Reviewer: AlkariDate: 2003-11-17
Reviewid: 60372Chapter: 1
Excellent writing, and a thought-provoking portrayal of the Black family. Yes, they are always 'in control' - but that amazing last line has me wondering. Did Narcissa become the ice-queen as a means of self-protection, as much as any obligation to live up to family expectations? Hmmm ...

Chilling yet inherently sad. Well done.

Reviewer: lexiDate: 2003-11-17
Reviewid: 60332Chapter: 1
thats a great piece of writing


Reviewer: *Date: 2003-11-16
Reviewid: 60299Chapter: 1
Whoa.... freaky.

Reviewer: Fawkes101Date: 2003-11-16
Reviewid: 60298Chapter: 1
Wow! That's a really interesting portrayl of Narcissa. It's different from many I've read and really good! Excellent job!

Reviewer: Katie BellDate: 2003-11-16
Reviewid: 60282Chapter: 1

This was amazing. It really made you think about Narcissa. I love the picture "The Black Sisters" and think that you have captured Narcissa.

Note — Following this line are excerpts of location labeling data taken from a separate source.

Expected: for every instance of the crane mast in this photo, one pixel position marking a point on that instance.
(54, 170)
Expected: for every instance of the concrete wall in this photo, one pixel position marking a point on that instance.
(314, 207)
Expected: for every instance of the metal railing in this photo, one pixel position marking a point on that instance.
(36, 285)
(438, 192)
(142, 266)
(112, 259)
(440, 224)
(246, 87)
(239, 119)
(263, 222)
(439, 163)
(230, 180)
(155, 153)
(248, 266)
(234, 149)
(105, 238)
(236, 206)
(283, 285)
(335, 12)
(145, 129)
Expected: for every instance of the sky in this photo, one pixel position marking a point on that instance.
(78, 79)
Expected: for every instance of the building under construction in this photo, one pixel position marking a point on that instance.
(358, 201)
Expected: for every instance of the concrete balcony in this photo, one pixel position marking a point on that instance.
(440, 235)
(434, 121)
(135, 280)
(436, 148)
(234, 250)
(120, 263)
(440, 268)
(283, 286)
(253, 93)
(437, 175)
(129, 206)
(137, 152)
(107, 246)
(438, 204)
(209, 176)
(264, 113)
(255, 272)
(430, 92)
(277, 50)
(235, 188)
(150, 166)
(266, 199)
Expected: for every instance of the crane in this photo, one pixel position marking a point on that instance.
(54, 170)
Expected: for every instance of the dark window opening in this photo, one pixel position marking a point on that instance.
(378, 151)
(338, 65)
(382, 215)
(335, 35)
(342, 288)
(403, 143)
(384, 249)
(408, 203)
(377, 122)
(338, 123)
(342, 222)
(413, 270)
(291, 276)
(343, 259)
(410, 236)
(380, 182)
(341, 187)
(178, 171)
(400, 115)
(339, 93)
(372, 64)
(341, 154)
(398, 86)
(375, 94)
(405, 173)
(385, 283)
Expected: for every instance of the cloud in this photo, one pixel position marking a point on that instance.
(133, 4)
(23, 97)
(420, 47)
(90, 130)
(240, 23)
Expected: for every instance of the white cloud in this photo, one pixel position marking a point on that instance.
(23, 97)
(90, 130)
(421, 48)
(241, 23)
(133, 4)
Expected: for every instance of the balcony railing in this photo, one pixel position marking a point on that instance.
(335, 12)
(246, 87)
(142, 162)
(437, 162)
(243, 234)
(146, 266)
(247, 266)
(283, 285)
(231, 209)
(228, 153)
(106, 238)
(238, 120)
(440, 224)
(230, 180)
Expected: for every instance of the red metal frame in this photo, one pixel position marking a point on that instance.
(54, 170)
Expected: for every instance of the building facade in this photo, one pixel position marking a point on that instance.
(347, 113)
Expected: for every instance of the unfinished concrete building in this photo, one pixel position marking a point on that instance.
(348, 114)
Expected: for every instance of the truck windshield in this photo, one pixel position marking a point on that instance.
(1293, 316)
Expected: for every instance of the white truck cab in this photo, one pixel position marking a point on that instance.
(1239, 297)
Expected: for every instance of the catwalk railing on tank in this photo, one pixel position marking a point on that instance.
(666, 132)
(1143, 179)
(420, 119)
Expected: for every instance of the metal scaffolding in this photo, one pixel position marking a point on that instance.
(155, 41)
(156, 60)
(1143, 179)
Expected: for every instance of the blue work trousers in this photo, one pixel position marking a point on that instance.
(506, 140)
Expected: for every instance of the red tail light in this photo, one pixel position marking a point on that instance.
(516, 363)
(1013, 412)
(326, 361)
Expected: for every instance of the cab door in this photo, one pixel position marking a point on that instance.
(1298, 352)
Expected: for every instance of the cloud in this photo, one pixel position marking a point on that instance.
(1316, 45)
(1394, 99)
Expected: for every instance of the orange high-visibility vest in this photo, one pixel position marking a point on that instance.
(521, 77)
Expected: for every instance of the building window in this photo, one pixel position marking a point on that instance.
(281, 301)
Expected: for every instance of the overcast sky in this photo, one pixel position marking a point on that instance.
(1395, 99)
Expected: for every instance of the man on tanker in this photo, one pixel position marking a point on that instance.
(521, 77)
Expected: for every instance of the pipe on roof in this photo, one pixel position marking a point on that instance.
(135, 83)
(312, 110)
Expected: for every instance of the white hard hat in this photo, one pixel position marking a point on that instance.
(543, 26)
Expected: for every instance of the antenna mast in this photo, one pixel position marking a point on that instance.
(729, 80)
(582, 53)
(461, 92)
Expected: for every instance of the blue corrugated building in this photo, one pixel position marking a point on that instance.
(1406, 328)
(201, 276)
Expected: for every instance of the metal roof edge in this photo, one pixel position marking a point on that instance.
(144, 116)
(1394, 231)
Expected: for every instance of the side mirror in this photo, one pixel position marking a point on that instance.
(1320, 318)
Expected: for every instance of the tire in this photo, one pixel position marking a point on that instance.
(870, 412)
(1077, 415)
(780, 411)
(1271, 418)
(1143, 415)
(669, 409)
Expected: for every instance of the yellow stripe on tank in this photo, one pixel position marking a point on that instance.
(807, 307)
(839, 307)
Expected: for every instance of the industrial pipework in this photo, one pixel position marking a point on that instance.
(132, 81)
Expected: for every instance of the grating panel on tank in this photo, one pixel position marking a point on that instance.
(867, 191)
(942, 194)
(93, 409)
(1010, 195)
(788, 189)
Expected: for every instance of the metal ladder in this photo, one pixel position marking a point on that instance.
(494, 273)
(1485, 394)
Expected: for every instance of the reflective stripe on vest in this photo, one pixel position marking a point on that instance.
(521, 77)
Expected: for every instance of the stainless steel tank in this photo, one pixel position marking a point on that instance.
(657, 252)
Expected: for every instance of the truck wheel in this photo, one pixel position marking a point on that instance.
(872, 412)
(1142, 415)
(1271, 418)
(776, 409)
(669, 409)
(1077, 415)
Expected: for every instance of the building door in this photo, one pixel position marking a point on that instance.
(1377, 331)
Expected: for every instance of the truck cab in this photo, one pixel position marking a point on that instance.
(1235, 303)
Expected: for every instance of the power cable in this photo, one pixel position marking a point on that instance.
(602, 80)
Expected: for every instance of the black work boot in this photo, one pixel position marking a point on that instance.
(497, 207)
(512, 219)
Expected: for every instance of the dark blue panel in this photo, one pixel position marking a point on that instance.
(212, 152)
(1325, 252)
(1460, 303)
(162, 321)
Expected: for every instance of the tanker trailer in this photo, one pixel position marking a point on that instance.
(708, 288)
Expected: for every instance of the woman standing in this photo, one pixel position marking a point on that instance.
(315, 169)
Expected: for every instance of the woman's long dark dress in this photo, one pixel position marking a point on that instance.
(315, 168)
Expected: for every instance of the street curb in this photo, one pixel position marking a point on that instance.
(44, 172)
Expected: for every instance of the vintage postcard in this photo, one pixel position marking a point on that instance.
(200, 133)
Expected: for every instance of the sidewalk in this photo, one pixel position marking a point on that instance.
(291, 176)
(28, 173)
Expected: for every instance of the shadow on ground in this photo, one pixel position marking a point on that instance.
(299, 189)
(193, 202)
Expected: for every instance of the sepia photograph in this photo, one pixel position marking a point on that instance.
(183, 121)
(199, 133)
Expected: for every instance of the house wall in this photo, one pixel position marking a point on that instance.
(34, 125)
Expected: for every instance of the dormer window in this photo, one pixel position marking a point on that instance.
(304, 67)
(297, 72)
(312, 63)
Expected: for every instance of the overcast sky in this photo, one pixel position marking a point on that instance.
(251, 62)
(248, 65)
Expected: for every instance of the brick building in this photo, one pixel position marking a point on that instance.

"But sometimes I look at Sirius and I wonder…what it would be like…to feel alive." --With that line you have really hooked us. You are one of those writers who believe that the last line should be the best. Thank you for writing this story!

I hope to read more!

~~Katie Bell

Reviewer: Lady NorbertDate: 2003-11-16
Reviewid: 60277Chapter: 1
Excellent characterization! I'm really impressed. "But inside my heart is all Black." That's wonderful imagery. Great job!

Reviewer: RobinDate: 2003-11-16
Reviewid: 60257Chapter: 1

Simply wow. I especially enjoy the last line, as Narcissa wonders what it might feel like to be alive. I love the contrast you paint between the cousins, the way the lines have come between them. I also like the way you describe the Blacks: always in control or themselves and *others*. Very well done, and very realistic.

Great job. I hope to see more stories from you soon.

Reviewer: RachelDate: 2003-11-16
Reviewid: 60241Chapter: 1
That was really, really pretty. The last line just made it all come together perfectly. I guess it isn't too much to think that maybe Narcissa is different from Bellatrix, but also from Andromeda. Nice thoughts, anyway.


Reviewer: RachelDate: 2003-11-16
Reviewid: 60231Chapter: 1
This was very nice, rather chilling. The last line was well-done. I liked your take on it all. Really good.